Since the program’s launch in mid-April, more than 10 million conversations have been conducted in “Human or Not?” by more than 1.5 million participants from around the world. On Wednesday AI21 Labs released some initial statistics regarding the users’ ability to correctly identify artificially intelligent (AI) chatbots based on the results of the first two million conversations.
According to the results, individuals found it easier to identify interactions with humans rather than AI bots. When conversing with actual humans, participants were able to accurately discern the authenticity in 73% of the cases. However, when engaging with AI bots, the accuracy rate dropped to 60%, indicating a higher level of difficulty in distinguishing between AI and human responses.
Is it a robot or a human being?
A few factors impeded users’ ability to guess correctly whether they were speaking to a bot or a fellow human. When engaging in conversations with AI bots, people often rely on certain assumptions and strategies to distinguish between human and AI interaction. One common assumption is that bots are less prone to making typos, grammar mistakes or using slang, when in fact many AI models have been trained to do so in certain conditions, thereby throwing humans off their scent.
Participants also used personal questions as a means of testing the authenticity of their chat partners. By asking about personal backgrounds or experiences, individuals aimed to gauge whether the responses exhibited human-like qualities such as unique insights and stories. Although AI bots lack personal histories, many of them were able to answer personal questions effectively and even fabricate personalities based on the extensive training data they had been exposed to.
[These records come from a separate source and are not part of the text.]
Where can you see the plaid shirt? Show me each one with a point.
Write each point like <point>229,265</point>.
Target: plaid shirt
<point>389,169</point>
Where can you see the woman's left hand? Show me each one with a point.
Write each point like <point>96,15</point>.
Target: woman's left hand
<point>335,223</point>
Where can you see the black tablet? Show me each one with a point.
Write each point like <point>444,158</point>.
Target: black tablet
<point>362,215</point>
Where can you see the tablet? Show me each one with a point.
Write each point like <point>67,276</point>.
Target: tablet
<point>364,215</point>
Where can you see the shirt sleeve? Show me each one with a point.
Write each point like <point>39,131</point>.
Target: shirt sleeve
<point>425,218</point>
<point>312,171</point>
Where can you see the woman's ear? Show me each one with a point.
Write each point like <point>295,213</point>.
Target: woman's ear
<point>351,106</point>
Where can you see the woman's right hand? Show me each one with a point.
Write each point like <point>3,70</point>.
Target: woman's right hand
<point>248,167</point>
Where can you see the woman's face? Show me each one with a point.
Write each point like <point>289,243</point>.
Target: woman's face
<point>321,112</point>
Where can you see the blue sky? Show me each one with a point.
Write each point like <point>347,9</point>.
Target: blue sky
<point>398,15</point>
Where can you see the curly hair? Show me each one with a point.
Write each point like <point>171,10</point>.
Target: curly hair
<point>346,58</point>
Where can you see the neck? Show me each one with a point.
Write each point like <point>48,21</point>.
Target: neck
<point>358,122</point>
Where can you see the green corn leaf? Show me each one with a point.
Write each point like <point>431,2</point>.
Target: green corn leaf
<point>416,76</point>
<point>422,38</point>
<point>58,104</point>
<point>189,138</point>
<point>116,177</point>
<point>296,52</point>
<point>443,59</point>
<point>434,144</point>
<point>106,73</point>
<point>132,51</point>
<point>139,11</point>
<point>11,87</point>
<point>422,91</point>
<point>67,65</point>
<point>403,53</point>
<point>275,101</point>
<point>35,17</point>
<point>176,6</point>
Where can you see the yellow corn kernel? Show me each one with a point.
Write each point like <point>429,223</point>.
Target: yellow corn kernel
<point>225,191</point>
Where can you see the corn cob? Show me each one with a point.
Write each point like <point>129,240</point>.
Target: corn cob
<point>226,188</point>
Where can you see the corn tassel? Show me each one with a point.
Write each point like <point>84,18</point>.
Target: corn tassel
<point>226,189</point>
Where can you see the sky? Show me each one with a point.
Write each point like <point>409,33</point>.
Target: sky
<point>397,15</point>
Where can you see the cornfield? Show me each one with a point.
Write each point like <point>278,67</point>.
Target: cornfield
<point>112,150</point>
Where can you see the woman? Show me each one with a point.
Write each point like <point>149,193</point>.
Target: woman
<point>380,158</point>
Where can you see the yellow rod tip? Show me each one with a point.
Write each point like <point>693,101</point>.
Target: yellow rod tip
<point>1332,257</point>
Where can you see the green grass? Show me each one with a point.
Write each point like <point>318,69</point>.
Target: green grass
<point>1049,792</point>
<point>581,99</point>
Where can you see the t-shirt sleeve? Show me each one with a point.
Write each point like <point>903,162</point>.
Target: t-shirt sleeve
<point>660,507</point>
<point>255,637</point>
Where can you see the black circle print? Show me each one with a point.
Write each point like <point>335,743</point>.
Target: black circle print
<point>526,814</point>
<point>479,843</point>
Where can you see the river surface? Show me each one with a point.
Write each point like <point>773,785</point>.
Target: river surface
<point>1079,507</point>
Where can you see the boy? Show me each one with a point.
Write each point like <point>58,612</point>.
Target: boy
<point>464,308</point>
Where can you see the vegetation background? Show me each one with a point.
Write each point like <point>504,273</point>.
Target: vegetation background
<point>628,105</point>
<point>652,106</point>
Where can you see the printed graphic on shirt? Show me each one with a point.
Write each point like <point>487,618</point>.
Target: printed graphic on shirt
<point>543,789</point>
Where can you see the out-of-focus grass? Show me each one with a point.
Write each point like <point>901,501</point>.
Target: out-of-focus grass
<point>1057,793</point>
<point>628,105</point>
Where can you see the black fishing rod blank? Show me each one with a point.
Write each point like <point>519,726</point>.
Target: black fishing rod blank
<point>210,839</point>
Another strategy employed by participants was to inquire about recent events, assuming that AI models have a limited knowledge cutoff and are unaware of events occurring after that date. Questions about current news, sports results, popular trends or even the date and time were used to test the AI’s awareness. However, some AI models were connected to the internet and possessed an awareness of certain recent events.
How to identify artificial intelligence
To challenge the conversational capabilities of AI, participants posed philosophical, ethical and emotional questions. Interestingly, some participants viewed excessive politeness as a potential indicator of an AI bot. They associated politeness with something less human, considering that online interactions often involve rudeness and impoliteness.
Participants also attempted to expose AI bots by posing questions or requests that bots typically struggle with or avoid answering. These might involve asking for guidance on illegal activities or requesting the use of offensive language. Conversely, participants also employed known AI-abusing strategies by issuing absurd or nonsensical commands, aiming to take advantage of the instruction-based nature of certain AI models.
Moreover, individuals utilized specific language tricks to test the limitations of AI models. They asked questions that required an understanding of individual letters within words, as AI models primarily operate on larger units called tokens rather than analyzing letters. By requesting the spelling of words backward, identifying specific letters, or responding to text manipulations, participants sought to identify differences in linguistic comprehension between humans and AI bots.
These various strategies and assumptions highlight the ongoing efforts of individuals to discern the presence of AI in conversations, while also revealing the challenges in creating AI models that convincingly mimic human-like interactions.
The study provides valuable insights for developers and researchers in improving the quality and authenticity of AI-generated responses. Understanding the factors that contribute to the differentiation between human and AI interactions can guide the refinement of AI algorithms, leading to more seamless and convincing conversations with AI bots in the future. As the technology rapidly advances, we should remain aware of the ways in which it can be used, and the ways in which we can interact with it — sometimes even unknowingly.